Role of p110aH1047R in oncogenesis:
p110a is the only PI3K isoform that is found mutated in human cancer. One of the most frequent mutations is H1047R in the kinase domain, which increases the kinase activity and promotes a possible facilitation of the binding of p110a to membranes. This mutation is known to be oncogenic both in vitro and in vivo. However we still have scant information regarding the mechanism of action of p110aH1047R from a molecular and cellular point of view and regarding its role as a tumour promoter.

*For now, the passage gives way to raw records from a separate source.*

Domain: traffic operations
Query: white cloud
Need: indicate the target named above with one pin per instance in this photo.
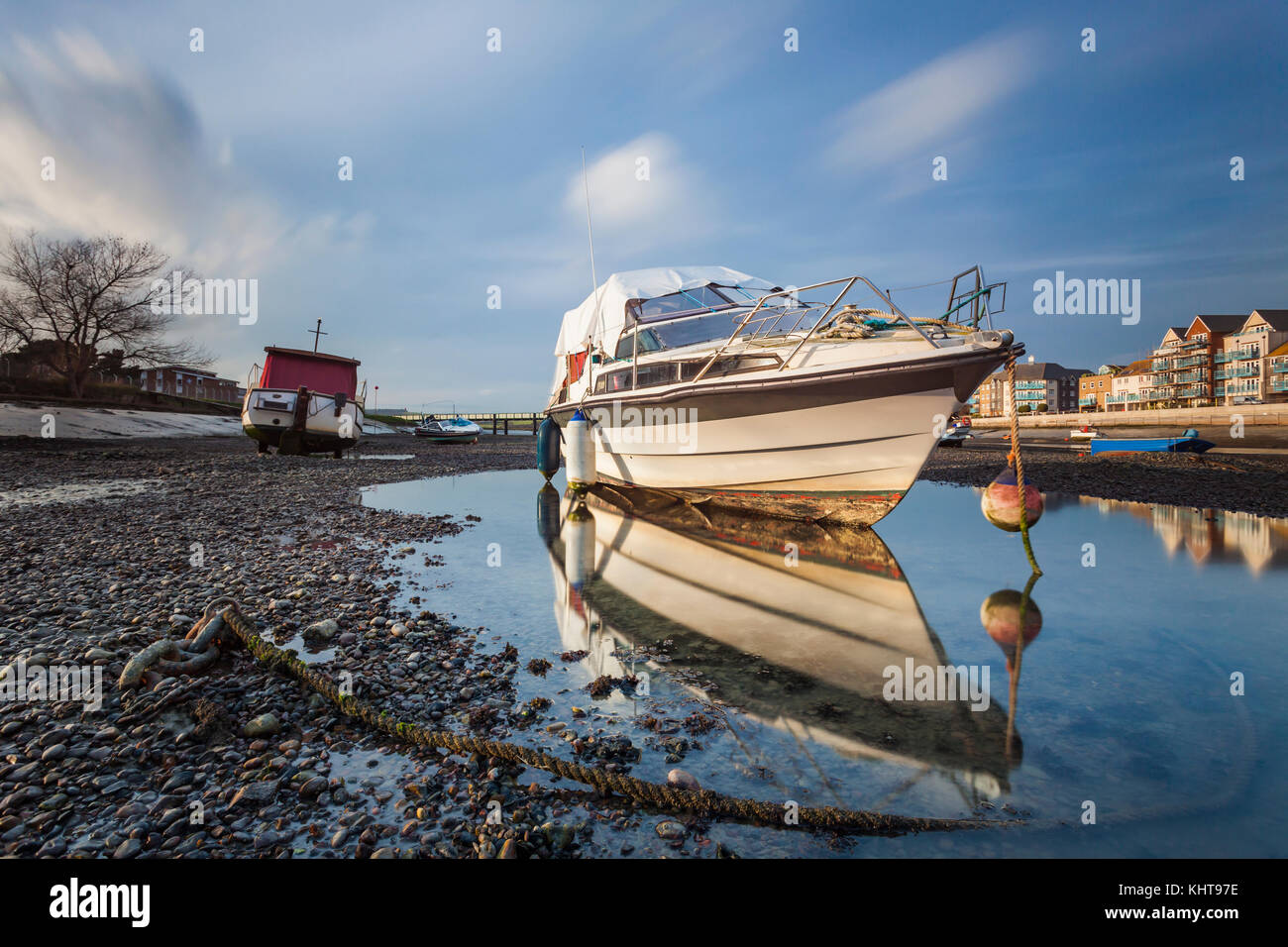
(130, 158)
(671, 205)
(922, 112)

In order to investigate the role of p110aH1047R in normal cell biology and oncogenesis, we generated a mouse ubiquitously expressing the mutant protein. We found that p110aH1047R induces embryonic lethality in the heterozygous state. p110aH1047R/WT embryos die around E9.5. The mutant embryos, which show an increase in the PI3K-AKT signalling pathway, are consistently smaller in size compared with wild-type littermates and show developmental abnormalities like absence of body twisting and closure of the neural tube at E9.5. We found that mutant embryos present an increase in apoptosis and p53 levels. However, we have found that p110aH1047R induced embryonic lethality cannot be rescued in p53 knockout background. In collaboration with Shankar Srinivas from University of Oxford, we are now characterising the mutant embryos in detail, focusing in the primary cilia which may explain some of the developmental defects we observe.

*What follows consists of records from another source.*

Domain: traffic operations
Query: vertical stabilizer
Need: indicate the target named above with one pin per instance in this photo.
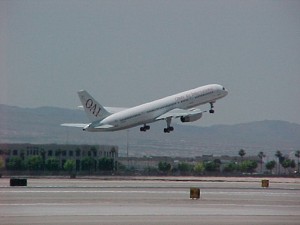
(92, 108)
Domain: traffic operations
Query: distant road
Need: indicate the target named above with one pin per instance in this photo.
(151, 201)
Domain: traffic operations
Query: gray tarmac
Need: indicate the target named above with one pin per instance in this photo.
(146, 201)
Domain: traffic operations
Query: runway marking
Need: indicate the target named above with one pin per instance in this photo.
(89, 191)
(262, 192)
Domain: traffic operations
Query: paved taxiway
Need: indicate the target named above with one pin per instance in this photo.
(151, 201)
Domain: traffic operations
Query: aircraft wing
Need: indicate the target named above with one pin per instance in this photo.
(80, 125)
(176, 113)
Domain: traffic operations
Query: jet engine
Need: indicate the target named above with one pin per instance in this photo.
(191, 118)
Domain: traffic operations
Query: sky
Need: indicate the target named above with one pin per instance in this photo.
(126, 53)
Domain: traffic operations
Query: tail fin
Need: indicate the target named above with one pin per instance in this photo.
(92, 108)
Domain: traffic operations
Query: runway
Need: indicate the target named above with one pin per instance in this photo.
(151, 201)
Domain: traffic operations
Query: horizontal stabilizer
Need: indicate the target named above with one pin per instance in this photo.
(105, 126)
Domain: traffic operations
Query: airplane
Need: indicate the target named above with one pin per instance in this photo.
(181, 105)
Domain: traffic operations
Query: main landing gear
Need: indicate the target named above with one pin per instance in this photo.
(211, 107)
(145, 128)
(169, 128)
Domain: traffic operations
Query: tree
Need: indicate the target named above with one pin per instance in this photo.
(288, 163)
(52, 164)
(1, 163)
(297, 154)
(261, 155)
(199, 168)
(213, 166)
(69, 165)
(278, 154)
(231, 167)
(248, 166)
(185, 167)
(270, 165)
(164, 167)
(242, 153)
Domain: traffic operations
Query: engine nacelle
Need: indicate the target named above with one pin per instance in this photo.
(191, 118)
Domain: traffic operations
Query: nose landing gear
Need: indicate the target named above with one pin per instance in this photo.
(211, 107)
(145, 128)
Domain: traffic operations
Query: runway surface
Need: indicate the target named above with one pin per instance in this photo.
(151, 201)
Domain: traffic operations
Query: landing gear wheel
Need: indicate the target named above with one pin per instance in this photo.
(211, 107)
(145, 128)
(168, 129)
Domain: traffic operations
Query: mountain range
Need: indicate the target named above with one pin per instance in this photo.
(42, 125)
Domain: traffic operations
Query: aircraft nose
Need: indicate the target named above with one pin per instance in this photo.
(225, 91)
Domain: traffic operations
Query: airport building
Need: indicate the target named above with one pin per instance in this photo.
(60, 152)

Our PIK3CA mutant allele is a hypomorphic allele, thanks to the targeting of a neomycin (Neo) cassette within PIK3CA intron 18. Owing to transcriptional interference, the presence of the selection cassette reduces p110a expression levels compared to the wild-type gene. Removal of the frt-flanked selection cassette (after breeding our chimeras with Flp-recombinase transgenic females) brings back p110a protein levels to normal leading to embryonic lethality: we have normal levels of p110a, but a more active protein due to the oncogenic H1047R mutation. On the contrary, embryos and mice carrying the Neo selection cassette, and therefore a more active protein but whose levels are decrease compare to wild-type, are viable and fertile.
We have generated an inducible oncogenic p110a mouse (p110aH1047R+cassette/WT; FlpERT2) by crossing the p110aH1047R+cassette/WT hypomorphic mouse with an inducible FLPeERT2 transgenic mouse. We can activate p110aH1047R in these mice by tamoxifen administration (tamoxifen activates FLPeERT2 to induce the recombination of the Neo cassette leading to an increase in mutant p110a protein levels in adult tissues). After treating 8 weeks old oncogenic (p110aH1047R+cassette/WT; FlpERT2) and control mice (FlpERT2) with tamoxifen, we are currently checking them for tumour development. Analysis by PCR shows that the recombination of the Neo cassette occurs globally in a broad panel of tissues. We are now assessing the activation of the P3K in these tissues by western blot analysis. Interestingly, the activation of p110aH1047R in adult mice leads to lethality at different times after induction by still unknown causes. The tissues and organs of the oncogenic sick mice are being fixed and kept in order to perform a histopathological analysis that helps us undestand the impact of global activation of p110aH1047R in normal physiology and tumour development.
Cell based studies using both E8.5 p110aH1047R/WT mutant MEFs and E13.5 p110aH1047R+cassette/WT; FlpERT2 inducible MEFs are currently been performed in order to understand the role of this oncogene in cell biology. This work is revealing very new and exciting data regarding the effect of oncogenic p110a in normal cell biology and will definitely provide a better fundamental understanding of PI3K signalling revealing potential new targets for intervention in cancer.